Occident et Orient. Études politiques, morales, religieuses, pendant les années 1833-1834 de l’ère chrétienne, 1249-1250 de l’hégire, par E. Barrault[1].

Cet ouvrage a la prétention d’être sérieux. L’auteur le déclare en son avant-propos : il a entendu faire, non un récit de voyage, non une vue pittoresque de l’Orient, mais un livre de philosophie et de politique, où les questions d’équilibre européen, d’avenir social et religieux, en tant qu’elles se rattachent à l’Orient, seront mûrement examinées. Un si grave dessein est tel qu’on pouvait l’attendre du caractère officiel de M. Barrault. Que si d’ailleurs, dans la forme de son livre, la méditation semble peu austère ; si l’on y sent trop la fantaisie et la recherche du pittoresque, c’est qu’en l’écrivant (chose pardonnable), M. Barrault a songé à ses admirateurs.

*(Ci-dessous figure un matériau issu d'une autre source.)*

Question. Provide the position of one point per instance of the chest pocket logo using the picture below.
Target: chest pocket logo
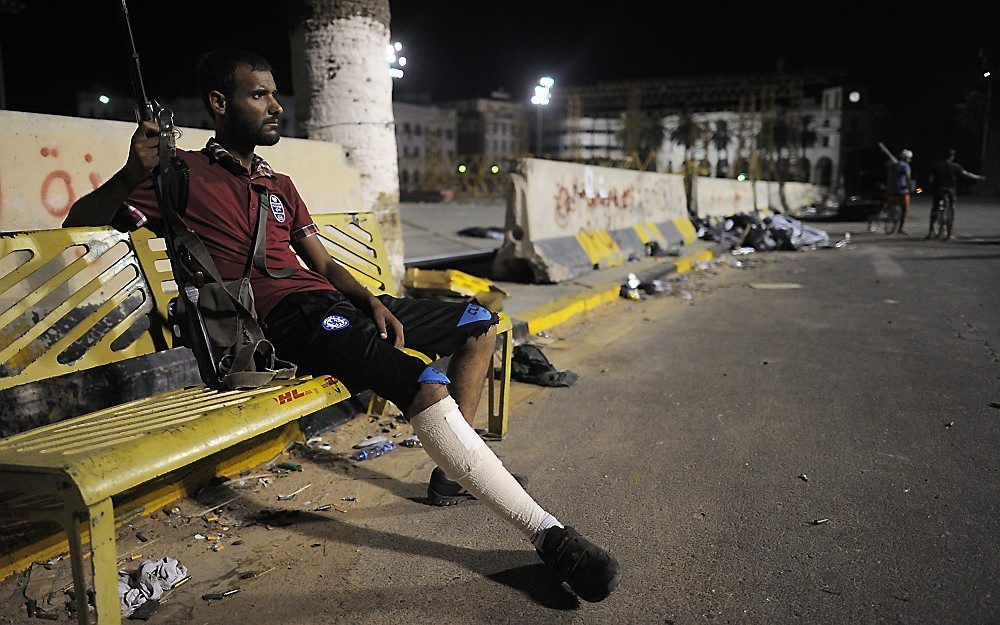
(277, 208)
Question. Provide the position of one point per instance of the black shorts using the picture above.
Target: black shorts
(325, 334)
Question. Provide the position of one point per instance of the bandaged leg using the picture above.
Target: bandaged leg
(465, 458)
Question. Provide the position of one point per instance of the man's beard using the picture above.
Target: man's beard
(254, 132)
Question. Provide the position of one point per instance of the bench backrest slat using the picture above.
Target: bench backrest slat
(78, 298)
(70, 299)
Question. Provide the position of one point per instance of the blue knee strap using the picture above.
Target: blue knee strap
(432, 376)
(474, 313)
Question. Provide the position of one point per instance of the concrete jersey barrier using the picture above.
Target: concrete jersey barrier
(566, 219)
(47, 162)
(798, 195)
(718, 197)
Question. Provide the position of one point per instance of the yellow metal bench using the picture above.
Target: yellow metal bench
(79, 298)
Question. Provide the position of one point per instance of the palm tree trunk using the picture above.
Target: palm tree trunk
(343, 94)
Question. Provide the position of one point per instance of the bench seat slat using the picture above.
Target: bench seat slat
(106, 462)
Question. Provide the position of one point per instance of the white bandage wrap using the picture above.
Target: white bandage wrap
(465, 458)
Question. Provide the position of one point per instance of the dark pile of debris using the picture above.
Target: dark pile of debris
(775, 232)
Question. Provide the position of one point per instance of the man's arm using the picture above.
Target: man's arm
(969, 174)
(99, 207)
(311, 250)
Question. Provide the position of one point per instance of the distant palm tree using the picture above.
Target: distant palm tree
(685, 133)
(649, 134)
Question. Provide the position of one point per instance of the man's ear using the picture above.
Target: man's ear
(217, 100)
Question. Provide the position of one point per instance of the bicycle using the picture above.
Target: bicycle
(939, 218)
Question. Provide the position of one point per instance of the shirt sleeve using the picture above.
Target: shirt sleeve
(302, 222)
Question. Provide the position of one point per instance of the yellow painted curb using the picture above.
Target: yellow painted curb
(564, 309)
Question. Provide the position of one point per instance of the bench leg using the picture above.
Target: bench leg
(498, 411)
(105, 565)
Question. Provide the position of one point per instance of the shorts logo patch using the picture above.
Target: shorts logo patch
(473, 314)
(277, 208)
(335, 322)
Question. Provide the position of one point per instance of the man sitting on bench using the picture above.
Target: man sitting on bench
(327, 323)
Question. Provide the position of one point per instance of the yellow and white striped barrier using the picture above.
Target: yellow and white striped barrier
(566, 219)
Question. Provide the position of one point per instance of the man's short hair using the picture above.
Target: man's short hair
(216, 71)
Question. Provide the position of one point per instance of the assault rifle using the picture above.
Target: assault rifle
(213, 317)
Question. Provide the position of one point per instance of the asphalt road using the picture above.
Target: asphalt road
(682, 449)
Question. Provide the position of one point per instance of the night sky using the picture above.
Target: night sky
(918, 63)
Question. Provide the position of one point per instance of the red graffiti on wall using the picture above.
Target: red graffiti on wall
(570, 200)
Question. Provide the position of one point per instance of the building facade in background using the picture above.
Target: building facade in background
(426, 143)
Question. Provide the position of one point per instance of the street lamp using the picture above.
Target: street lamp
(396, 61)
(986, 116)
(543, 94)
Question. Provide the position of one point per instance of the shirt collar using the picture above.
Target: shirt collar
(258, 166)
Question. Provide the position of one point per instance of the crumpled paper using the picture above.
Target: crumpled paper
(148, 582)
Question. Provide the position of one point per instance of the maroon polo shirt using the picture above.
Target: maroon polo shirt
(222, 211)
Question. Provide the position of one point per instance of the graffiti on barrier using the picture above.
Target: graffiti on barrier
(58, 180)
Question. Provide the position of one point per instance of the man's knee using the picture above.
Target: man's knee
(427, 395)
(489, 336)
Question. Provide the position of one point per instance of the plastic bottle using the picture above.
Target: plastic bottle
(373, 451)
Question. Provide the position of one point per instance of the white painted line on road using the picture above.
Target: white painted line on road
(775, 286)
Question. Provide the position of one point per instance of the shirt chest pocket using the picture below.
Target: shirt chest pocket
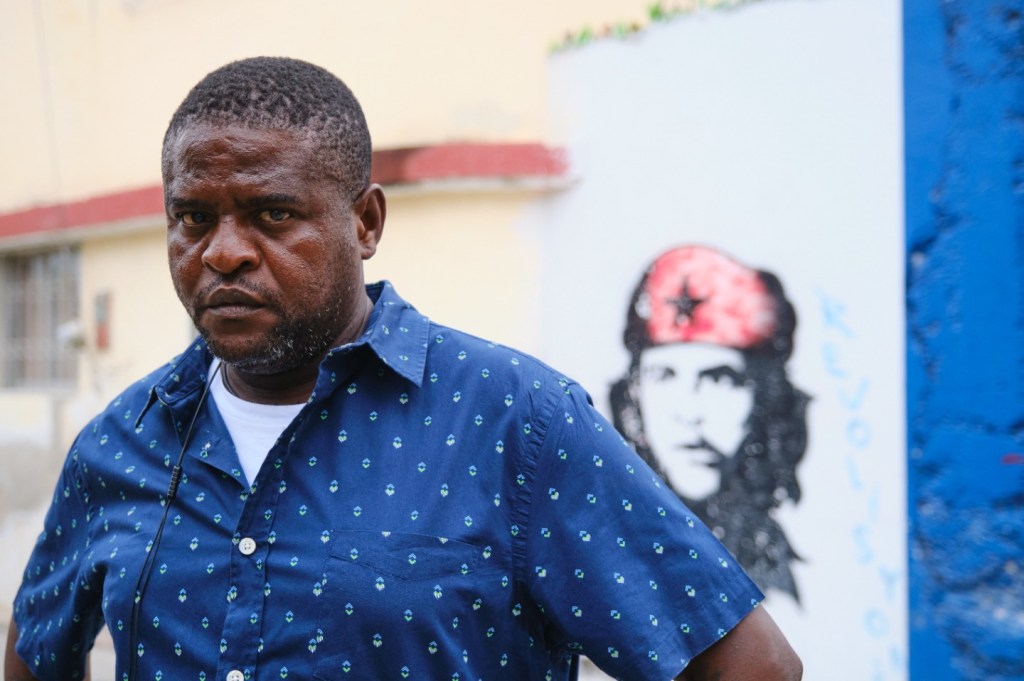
(417, 598)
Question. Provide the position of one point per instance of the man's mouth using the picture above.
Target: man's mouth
(230, 302)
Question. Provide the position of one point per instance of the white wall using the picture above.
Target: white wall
(773, 133)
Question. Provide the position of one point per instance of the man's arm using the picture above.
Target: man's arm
(13, 668)
(754, 650)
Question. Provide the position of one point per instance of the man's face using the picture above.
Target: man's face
(695, 405)
(264, 252)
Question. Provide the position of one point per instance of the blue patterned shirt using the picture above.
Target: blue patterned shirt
(441, 508)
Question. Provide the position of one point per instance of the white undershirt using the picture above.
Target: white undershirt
(254, 428)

L’Orient ! la question est flagrante et tient l’Europe soucieuse et attentive. Le royaume de Grèce, l’Égypte, subsisteront-ils indépendans ? Et la Turquie surtout, que deviendra-t-elle ? Souffrirons-nous que les Dardanelles et Constantinople soient, dans l’empire russe, un fleuve

  1. Librairie de Pougin, quai des Augustins.